ActualitésMacroLa Cour suprême de Suède approuve le transfert du cargo Caffa vers l'Ukraine dans une décision historique

La Cour suprême de Suède approuve le transfert du cargo Caffa vers l'Ukraine dans une décision historique

Auteur: Splash247·

Points clés

  • La Cour suprême de Suède a rejeté l'appel du propriétaire du navire et confirmé les décisions des tribunaux inférieurs autorisant le transfert du Caffa vers l'Ukraine.
  • Il s'agit de la première instance dans laquelle un tribunal en dehors de l'Ukraine a approuvé la remise d'un navire lié à l'exportation de céréales ukrainiennes volées.
  • Les procureurs ont allégué que le Caffa avait chargé environ 3 000 tonnes d'orge ukrainienne au port de Sébastopol, occupé par la Russie, avant de transporter la cargaison vers la Syrie.
  • L'équipage du navire, composé de 11 personnes, en majorité de nationalité russe, a été autorisé à rentrer chez lui tandis que le navire reste amarré à Trelleborg.
  • La décision pourrait encourager l'Ukraine à poursuivre des transferts supplémentaires de navires par le biais de pays disposés à exécuter les décisions des tribunaux ukrainiens.
La Cour suprême de Suède approuve le transfert du cargo Caffa vers l'Ukraine dans une décision historique

La Cour suprême de Suède a approuvé le transfert du cargo Caffa vers l'Ukraine, établissant un précédent juridique potentiellement important pour les navires accusés de transporter des marchandises volées en provenance de territoires occupés par la Russie.

La cour a rejeté la demande d'appel du propriétaire du navire, confirmant les décisions antérieures du tribunal de district d'Ystad et de la cour d'appel. Selon les médias suédois, il s'agit de la première instance dans laquelle un tribunal en dehors de l'Ukraine a autorisé la remise d'un navire lié à l'exportation de céréales ukrainiennes volées.

Les autorités suédoises ont intercepté le Caffa, de 4 337 tpl, au large de Trelleborg le 6 mars alors que le navire était en route de Casablanca à Saint-Pétersbourg. Bien que le navire ait déclaré être enregistré en Guinée, les responsables suédois soupçonnaient qu'il opérait sous faux pavillon avec des documents frauduleux. Le Registre maritime russe de la navigation avait retiré la classification du navire en juin 2025.

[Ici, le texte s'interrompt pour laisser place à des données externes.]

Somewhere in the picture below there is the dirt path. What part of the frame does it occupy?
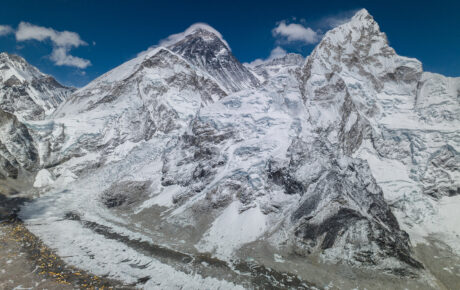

Les enquêteurs ukrainiens ont par la suite demandé à la Suède de saisir le navire dans le cadre de la législation sur l'entraide juridique internationale. Les procureurs ont allégué que le Caffa avait fait escale au port de Sébastopol, occupé par la Russie, y avait chargé environ 3 000 tonnes d'orge ukrainienne et avait transporté la cargaison vers la Syrie. L'extraction systématique de produits agricoles des territoires ukrainiens occupés est documentée depuis les premiers mois de l'invasion russe de 2022, les céréales représentant l'un des secteurs d'exportation les plus importants de l'Ukraine avant la guerre.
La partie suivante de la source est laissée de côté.